Thursday, March 23, 2017

Al Franken, Neil Gorsuch and Me

Liberals have their panties in a knot over Supreme Court nominee Neil Gorsuch, who by most accounts is a jewel of a guy with incredible scruples and unassailable principles. Yet he has incurred the wrath not of the great Khan but the teeny Al Franken, he of those "Deep Thoughts" from his days on Saturday Night Live. It's all got to do with a case involving a truck driver who abandoned his cargo and drove off in the truck's cab rather than wait hours for help in frigid temperatures and was later fired by his employer for said abandonment. The driver sued and Gorsuch voted in favor of the employer, causing Franken to anoint him as "anti-worker" and calling his decision "absurd."

The face that got slapped.
The brouhaha reminded me of a similar situation when I was a high-school senior working part-time as a salesclerk in the candy department of Abraham & Strauss, the defunct but once grand department store. With Christmas just a few days away the store was bustling. In those days we used cash registers, not computers, to ring up cash sales, or wrote out longhand the items to be paid with a credit card. A woman presented herself and opted to pay cash, so I rang up her items, about a dozen in all, and announced the total. At that point she said, "Never mind, I'll charge it."

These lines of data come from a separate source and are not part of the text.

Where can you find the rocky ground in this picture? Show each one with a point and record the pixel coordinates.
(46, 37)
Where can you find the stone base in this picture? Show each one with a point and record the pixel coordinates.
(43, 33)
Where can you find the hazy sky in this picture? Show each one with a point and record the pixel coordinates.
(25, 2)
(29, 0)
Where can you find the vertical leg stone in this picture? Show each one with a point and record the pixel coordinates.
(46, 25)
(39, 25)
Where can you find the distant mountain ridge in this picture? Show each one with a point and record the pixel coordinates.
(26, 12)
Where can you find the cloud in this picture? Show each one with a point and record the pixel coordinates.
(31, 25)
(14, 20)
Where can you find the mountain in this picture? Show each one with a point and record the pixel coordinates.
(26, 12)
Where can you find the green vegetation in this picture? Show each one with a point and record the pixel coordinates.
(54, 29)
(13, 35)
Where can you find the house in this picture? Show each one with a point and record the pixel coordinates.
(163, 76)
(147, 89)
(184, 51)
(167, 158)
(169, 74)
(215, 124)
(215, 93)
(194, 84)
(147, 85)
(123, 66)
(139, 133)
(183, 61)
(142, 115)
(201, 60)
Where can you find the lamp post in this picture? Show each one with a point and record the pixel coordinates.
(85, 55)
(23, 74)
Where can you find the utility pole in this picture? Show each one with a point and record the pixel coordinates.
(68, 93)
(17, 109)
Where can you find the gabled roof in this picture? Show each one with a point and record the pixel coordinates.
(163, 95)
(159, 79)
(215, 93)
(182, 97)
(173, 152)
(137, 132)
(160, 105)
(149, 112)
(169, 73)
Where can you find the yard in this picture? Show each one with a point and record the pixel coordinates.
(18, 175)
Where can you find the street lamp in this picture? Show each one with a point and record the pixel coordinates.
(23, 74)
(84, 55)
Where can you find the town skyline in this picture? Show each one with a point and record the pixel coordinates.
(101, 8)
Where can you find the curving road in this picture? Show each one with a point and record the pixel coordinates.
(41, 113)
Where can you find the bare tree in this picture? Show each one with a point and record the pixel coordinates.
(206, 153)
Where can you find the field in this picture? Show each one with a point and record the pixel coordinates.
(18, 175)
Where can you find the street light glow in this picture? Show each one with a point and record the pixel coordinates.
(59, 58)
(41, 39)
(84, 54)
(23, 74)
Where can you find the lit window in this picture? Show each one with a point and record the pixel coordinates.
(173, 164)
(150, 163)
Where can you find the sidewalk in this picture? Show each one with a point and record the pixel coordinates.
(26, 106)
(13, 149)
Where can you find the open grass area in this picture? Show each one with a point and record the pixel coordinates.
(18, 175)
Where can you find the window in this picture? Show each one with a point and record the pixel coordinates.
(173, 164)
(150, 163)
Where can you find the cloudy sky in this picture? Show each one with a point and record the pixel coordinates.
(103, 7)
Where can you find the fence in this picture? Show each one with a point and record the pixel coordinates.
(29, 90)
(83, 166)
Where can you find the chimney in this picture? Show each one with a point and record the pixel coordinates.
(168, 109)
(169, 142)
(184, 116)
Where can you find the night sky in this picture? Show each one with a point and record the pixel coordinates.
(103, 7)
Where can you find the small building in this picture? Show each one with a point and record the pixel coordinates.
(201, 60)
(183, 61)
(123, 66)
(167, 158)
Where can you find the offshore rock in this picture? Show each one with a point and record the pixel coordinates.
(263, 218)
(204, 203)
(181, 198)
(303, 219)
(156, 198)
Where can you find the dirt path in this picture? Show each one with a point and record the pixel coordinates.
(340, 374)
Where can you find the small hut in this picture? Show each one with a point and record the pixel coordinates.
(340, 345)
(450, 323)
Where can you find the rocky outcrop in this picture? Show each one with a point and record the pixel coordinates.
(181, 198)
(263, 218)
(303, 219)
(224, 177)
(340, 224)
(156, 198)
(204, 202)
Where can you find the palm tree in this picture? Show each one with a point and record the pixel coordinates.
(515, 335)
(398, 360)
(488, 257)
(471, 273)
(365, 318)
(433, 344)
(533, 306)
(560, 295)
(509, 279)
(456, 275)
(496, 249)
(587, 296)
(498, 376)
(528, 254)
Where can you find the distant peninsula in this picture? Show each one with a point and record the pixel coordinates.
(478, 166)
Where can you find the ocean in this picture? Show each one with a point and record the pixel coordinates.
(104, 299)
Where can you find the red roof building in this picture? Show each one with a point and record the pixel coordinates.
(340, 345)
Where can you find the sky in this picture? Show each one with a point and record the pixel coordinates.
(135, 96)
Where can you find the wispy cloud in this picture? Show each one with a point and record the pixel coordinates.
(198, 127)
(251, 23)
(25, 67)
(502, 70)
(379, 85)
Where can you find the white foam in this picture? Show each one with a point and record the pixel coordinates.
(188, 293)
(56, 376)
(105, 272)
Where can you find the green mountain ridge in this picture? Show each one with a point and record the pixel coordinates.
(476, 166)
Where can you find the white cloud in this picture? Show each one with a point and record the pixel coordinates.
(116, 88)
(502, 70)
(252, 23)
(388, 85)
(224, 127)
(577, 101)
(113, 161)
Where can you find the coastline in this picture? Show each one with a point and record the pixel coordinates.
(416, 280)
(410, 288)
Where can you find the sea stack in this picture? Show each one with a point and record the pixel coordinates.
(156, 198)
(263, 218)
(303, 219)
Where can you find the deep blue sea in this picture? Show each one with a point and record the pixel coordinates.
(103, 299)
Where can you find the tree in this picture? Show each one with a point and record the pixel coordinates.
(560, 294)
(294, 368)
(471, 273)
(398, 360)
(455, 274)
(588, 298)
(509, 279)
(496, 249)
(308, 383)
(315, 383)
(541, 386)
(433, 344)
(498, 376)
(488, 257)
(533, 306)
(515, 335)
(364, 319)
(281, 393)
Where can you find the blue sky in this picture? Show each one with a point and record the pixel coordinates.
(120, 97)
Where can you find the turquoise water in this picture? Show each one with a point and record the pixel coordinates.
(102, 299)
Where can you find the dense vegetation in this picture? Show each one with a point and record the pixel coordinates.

Facing a long line of impatient shoppers waiting to check out, I asked if she might step aside and let me help those other people, then write up her charges. At that suggestion she reached out a bejeweled and manicured hand and slapped my peaches-and-cream, 17-year-old face, shouting some obscenity or another. The crowd gasped, and someone shouted, "Miss, your face is bleeding!" Rushing to find a mirror, I saw a rivulet of blood dripping down my hot, reddened cheek. I felt faint. Hurriedly locking the cash register, I fled to the store's infirmary, calling out an apology to the assembled customers.

At closing time, after receiving treatment from the nurse and returning to the candy department to finish my shift, I was fired for "leaving my station." (I wonder what Gorsuch would say to that.) Since this happened in 1964 my parents didn't sue anyone, whereas today that woman would likely do time and I'd be set for life. Talk about absurd.